Just three years ago, the decision in National Collegiate Athletic Association v. Alston forever changed the landscape of collegiate athletics by affording college athletes the right to benefit from their Name, Image, and Likeness (“NIL”). This was seen as a win for the athletes, a loss for the NCAA, and an unknown for everyone else in between. The big question looming at the time was: Who would govern this new landscape? The NCAA adopted an “interim policy,” but overall governance was left to the individual states, creating a lack of uniformity among the laws being passed. Although the Supreme Court provided this monumental decision, the federal government remained on the sidelines. The last three years have truly been the “Wild, Wild West,” now a cemented term in the NIL field. So many questions remained unanswered until the most recent settlement of three antitrust lawsuits, most notably, House v. NCAA. The big question that has been answered . . . Pay-for-Play has arrived.
At the onset of the Alston decision, Pay-for-Play was strictly forbidden and was considered a violation of NCAA rules, as well as a violation of many state NIL laws. The importance of the most recent settlement in House v. NCAA cannot be overstated as it will change the college athletic landscape for at least the next decade. Universities and conferences are now permitted to directly pay players through revenue sharing. NCAA President Charlie Baker states, “The five autonomy conferences (Power 5) and the NCAA agreeing to settlement terms is an important step in the continuing reform of college sports that will benefit student athletes and provide clarity in college athletics across all divisions for years to come.”
What’s Next?
1. Back Pay. The settlement provides $2.8 billion in “back pay” that conferences and the NCAA will pay over the next ten years to current and former athletes (as far back as 2016) for potential NIL revenue that was lost prior to the Alston decision.
2. Revenue Sharing. This component allows conferences and schools to pay student-athletes directly.
Revenue sharing will be the first institution/athlete Pay-for-Play Program in the history of college athletics. Revenue sharing will create a future framework for schools and conferences to share their revenue with athletes without violating NCAA rules or state law. While the settlement is not finalized, the proposal does contain spending caps of approximately $22 million per year for each Power 5 school (similar to a salary cap in the professional leagues). As with salary caps, the revenue-sharing cap will increase. In fact, the settlement contains built-in metrics for such increases. Although the revenue sharing will be capped, there is no clear guidance on how the revenue must be shared. Each school will likely determine how much to offer each athlete, which will most likely be determined by the individual’s “fair market value.” If each university paid every athlete the same amount, they could be further opening the doors to antitrust violations.

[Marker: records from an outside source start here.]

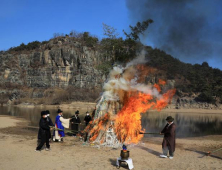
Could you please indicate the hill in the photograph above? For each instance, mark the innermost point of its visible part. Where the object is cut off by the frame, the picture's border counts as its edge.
(74, 67)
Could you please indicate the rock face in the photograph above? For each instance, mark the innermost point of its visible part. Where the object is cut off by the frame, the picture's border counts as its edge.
(57, 64)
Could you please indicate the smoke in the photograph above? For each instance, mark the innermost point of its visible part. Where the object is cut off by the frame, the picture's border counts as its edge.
(190, 30)
(140, 59)
(125, 79)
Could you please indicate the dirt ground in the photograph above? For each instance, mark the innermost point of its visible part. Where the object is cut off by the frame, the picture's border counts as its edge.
(18, 143)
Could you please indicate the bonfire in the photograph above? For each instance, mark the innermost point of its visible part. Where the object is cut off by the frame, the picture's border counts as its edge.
(118, 113)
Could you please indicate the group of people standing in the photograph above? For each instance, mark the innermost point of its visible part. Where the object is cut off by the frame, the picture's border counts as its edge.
(46, 125)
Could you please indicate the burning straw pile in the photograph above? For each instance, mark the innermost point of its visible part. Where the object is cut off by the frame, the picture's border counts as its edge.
(118, 112)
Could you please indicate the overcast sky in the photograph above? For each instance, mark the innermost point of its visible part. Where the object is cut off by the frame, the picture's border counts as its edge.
(190, 30)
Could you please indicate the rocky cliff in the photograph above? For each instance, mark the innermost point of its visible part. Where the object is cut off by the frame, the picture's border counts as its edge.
(60, 63)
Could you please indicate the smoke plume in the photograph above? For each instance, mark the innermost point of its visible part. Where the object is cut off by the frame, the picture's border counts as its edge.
(190, 30)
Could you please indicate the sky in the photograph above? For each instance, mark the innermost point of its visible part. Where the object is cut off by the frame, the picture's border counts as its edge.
(190, 30)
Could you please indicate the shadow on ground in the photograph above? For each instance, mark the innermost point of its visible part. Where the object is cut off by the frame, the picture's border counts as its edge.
(150, 150)
(203, 154)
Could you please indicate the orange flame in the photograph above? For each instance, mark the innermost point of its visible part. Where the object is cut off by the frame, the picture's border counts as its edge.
(128, 120)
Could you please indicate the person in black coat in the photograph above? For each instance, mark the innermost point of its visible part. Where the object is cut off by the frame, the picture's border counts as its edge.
(44, 131)
(169, 133)
(87, 118)
(75, 121)
(49, 120)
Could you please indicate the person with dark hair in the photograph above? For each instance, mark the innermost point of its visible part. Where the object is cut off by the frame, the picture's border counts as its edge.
(44, 130)
(93, 113)
(169, 138)
(75, 121)
(60, 125)
(49, 120)
(87, 118)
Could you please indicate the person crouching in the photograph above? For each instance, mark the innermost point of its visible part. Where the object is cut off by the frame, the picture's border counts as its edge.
(44, 131)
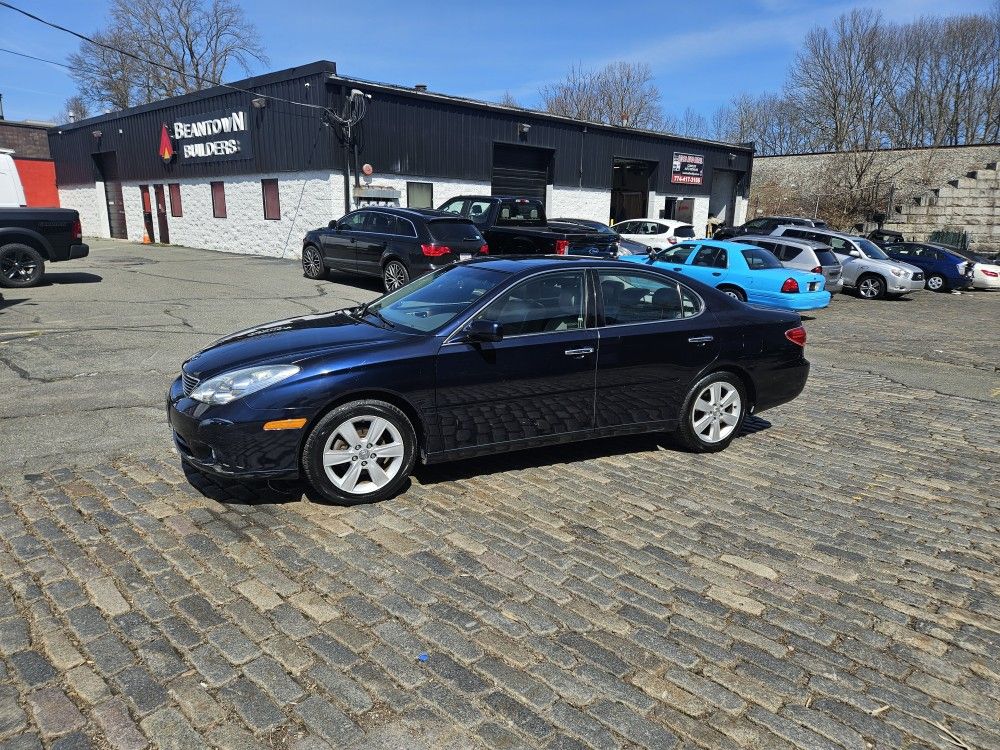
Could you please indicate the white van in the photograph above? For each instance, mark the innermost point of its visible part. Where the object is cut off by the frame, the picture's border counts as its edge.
(11, 192)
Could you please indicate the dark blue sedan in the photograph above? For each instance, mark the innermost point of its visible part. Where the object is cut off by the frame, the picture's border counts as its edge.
(943, 269)
(480, 357)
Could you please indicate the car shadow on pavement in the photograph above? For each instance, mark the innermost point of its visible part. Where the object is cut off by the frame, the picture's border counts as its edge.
(562, 454)
(70, 277)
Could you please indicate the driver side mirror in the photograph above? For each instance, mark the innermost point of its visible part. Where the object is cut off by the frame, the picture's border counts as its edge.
(483, 331)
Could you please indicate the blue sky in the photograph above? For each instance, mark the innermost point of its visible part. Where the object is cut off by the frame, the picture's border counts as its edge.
(702, 53)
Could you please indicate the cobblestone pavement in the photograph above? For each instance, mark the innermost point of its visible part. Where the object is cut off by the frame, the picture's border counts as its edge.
(829, 581)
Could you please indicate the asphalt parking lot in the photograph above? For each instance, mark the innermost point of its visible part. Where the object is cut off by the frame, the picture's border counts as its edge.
(831, 580)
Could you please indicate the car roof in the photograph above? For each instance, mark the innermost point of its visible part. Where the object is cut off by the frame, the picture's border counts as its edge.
(415, 213)
(799, 241)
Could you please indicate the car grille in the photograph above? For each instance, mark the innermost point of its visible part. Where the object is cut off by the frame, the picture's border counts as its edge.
(190, 382)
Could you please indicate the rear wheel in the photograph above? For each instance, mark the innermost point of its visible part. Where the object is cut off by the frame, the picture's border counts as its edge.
(734, 292)
(312, 262)
(395, 275)
(936, 283)
(871, 287)
(361, 452)
(713, 413)
(20, 266)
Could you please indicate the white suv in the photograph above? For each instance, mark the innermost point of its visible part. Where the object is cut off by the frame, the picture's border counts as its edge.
(867, 268)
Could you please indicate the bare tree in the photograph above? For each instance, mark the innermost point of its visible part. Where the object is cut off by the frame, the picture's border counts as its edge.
(193, 42)
(74, 108)
(621, 93)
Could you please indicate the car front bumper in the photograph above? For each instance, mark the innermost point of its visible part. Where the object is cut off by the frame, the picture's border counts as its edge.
(230, 440)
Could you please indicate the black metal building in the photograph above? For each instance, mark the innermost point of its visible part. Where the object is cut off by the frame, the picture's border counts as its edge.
(406, 132)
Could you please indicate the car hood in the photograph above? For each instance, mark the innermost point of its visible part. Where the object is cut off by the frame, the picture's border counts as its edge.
(289, 341)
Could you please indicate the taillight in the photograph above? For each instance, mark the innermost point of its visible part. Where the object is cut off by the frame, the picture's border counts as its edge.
(796, 335)
(434, 251)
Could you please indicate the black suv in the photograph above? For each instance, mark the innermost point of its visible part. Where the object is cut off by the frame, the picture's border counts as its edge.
(766, 225)
(397, 244)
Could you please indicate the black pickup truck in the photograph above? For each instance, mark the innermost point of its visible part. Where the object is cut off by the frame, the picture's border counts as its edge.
(517, 226)
(31, 236)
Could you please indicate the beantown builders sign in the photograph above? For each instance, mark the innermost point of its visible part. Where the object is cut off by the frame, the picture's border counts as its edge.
(217, 136)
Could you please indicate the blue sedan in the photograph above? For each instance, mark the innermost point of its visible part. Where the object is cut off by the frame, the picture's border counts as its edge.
(744, 272)
(479, 357)
(943, 269)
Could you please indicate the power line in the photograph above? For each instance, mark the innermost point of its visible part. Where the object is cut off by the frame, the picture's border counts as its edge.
(32, 57)
(147, 61)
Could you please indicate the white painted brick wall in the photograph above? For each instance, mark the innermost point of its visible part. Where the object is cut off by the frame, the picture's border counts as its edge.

It is important to remember that revenue sharing will supplement third-party NIL deals. The House settlement is not a retraction for college athletes; in fact, it is a new layer of pecuniary benefit to athletes who generate billions of dollars in revenue each year for their schools.
Two Big Questions to be Answered:
1. What is Fair Market Value?
While we have some guidance on Pay-for-Play, we still do not know what the definition of fair market value is in NIL. As tax-exempt entities, universities need to be vigilant with fixed payments that could attract the scrutiny of the IRS. In order to avoid IRS scrutiny, the payments should reflect fair market value. Unfortunately, fair market value has not been defined. It will require universities to ensure compliance through individualized valuations and diligent documentation. These antitrust settlements are paving the way for new jobs, as athletic departments may need to add new staff to manage this new landscape.
2. What are the Title IX Implications?
A unique component of the settlement is that it eliminates NCAA scholarship caps and contemplates revised roster limits. The changes to the scholarship model and roster caps raise immediate Title IX risks if they are not implemented equitably.
NIL was a massive shift in collegiate athletics; revenue sharing is the next brick in that shift, and for every other party involved, this landscape remains the “Wild, Wild West.” Alston laid the foundation, and it is safe to say that House may be the first big piece of the puzzle.
Protecting our college athletes is paramount in the “Wild, Wild West” of NIL. As a parent, relative, or friend of a college athlete, you should recommend that these athletes surround themselves with a team of professionals who can ensure their compliance throughout their collegiate career while also ensuring that they capitalize on their NIL to the fullest extent possible.